Abstract:
Social software – software that supports group interaction – is one of the most profoundly important uses of the Internet. It is a category that groups together several kinds of application, from online community applications to groupware to collaborative tools, but the common thread is that it amplifies or expands our social capabilities. Because it comprises all the complexities of group behavior, from collaboration to one-upmanship to backstabbing, designing social software is a problem that can't be attacked in the same way as designing a word processor. Designers of social software have more in common with economists or political scientists than they do with designers of single-user software, and operators of communal resources have more in common with politicians or landlords than with operators of ordinary websites.
The term Social Software describes patterns of use more than technologies. It includes everything from simple group e-mail to vast 3D game worlds like EverQuest. It can be as undirected as an AOL chat room or as task-oriented as an installation of Lotus Notes. Some types of social software are highly centralized, like WebCrossing’s Web-based discussion forums, while others are decentralized and work to make the servers invisible to the users, as with Groove.
Businesses have typically invested in social software (neé groupware) that is aligned with management preferences for control over flexibility, often leading to software that is centralized, process-heavy and locked down. However, real-world collaborative patterns are better supported by software that is decentralized, flexible and extensible.
The Web actually dampened the development of social software. Users kept using mailing lists and chat, of course, but most new software was designed for a one-way conversation between writers and readers of Web pages; two-way conversations were often an afterthought, with a BBS or "Contact us!" button tucked away on the side.
Now, after years of sites and software designed to support big and largely disconnected groups, developers are working on social software again.

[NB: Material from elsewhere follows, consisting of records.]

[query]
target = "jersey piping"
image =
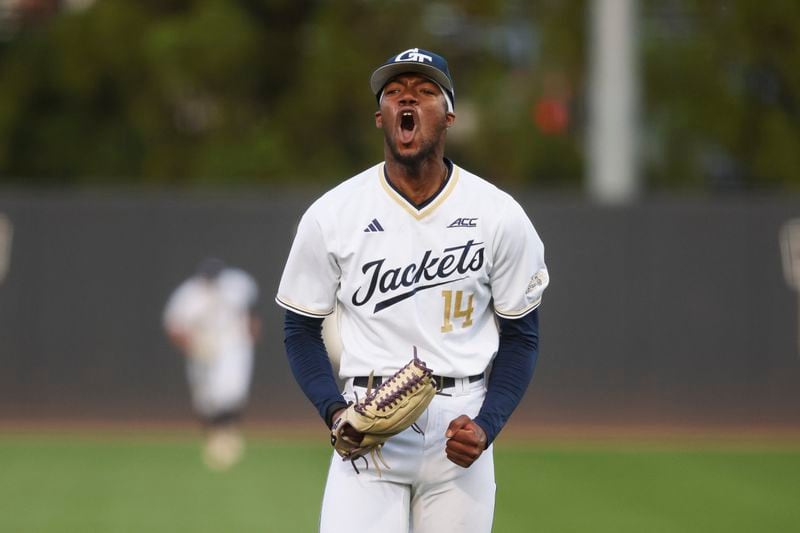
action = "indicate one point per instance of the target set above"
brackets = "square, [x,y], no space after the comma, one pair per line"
[300,309]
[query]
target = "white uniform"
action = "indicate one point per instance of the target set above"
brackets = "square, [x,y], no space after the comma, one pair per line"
[433,278]
[214,315]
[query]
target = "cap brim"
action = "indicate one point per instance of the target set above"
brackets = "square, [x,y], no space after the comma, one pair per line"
[383,74]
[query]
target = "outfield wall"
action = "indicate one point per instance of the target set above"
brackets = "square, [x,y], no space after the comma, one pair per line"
[662,312]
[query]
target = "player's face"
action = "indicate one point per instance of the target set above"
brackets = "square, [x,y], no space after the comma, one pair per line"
[414,118]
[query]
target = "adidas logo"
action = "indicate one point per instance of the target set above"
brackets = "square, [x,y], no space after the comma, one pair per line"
[373,226]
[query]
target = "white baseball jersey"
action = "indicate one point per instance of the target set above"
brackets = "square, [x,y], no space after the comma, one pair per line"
[401,276]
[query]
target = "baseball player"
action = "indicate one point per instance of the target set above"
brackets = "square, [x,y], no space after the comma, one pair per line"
[209,319]
[416,253]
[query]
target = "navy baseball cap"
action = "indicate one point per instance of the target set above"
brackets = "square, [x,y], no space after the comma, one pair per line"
[417,60]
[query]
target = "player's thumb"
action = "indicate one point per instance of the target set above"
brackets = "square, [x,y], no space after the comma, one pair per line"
[457,424]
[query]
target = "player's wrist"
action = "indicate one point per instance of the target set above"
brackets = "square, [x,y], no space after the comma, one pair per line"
[333,410]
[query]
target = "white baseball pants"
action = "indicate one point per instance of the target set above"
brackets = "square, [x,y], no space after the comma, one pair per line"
[421,491]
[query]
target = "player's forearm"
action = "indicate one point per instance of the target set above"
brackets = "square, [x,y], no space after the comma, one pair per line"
[512,371]
[309,362]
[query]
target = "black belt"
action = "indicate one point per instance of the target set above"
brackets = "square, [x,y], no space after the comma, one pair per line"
[442,382]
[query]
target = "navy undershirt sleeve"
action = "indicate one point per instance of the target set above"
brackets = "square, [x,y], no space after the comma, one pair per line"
[310,365]
[512,371]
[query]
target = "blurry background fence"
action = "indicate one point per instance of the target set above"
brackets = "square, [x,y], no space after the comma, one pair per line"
[664,311]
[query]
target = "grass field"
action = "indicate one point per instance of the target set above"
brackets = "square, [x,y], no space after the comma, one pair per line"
[74,482]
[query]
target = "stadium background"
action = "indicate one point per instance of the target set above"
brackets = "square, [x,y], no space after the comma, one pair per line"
[680,306]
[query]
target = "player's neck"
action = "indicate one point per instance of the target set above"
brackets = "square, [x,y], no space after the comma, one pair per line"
[418,182]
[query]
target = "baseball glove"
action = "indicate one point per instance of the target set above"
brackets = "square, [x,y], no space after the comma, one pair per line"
[384,412]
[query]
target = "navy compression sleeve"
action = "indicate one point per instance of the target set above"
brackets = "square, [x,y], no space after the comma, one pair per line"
[512,371]
[310,365]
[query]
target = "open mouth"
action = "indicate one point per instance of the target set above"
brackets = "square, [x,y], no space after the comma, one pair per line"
[407,121]
[408,126]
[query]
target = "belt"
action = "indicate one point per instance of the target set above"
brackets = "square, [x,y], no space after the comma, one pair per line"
[442,382]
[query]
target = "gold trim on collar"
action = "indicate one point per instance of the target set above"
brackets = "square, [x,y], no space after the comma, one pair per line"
[419,214]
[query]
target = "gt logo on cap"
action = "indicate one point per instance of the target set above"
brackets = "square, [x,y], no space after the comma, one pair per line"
[412,54]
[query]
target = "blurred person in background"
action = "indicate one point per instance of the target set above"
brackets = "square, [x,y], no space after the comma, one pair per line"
[209,318]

This is in part because there are a number of interesting problems involved in helping people interact (identity, reputation management, conversational threading), and in part because the ubiquity of Web protocols means that developers can treat the Web as a platform. Rather than attempt to provide all functions to all people, the tools and services being developed can be combined easily and as needed, without having to be formally merged.
Taking their cue from people’s actual behaviors rather than some idealized projection, a number of startups are designing tools that help people get what they want from group interaction.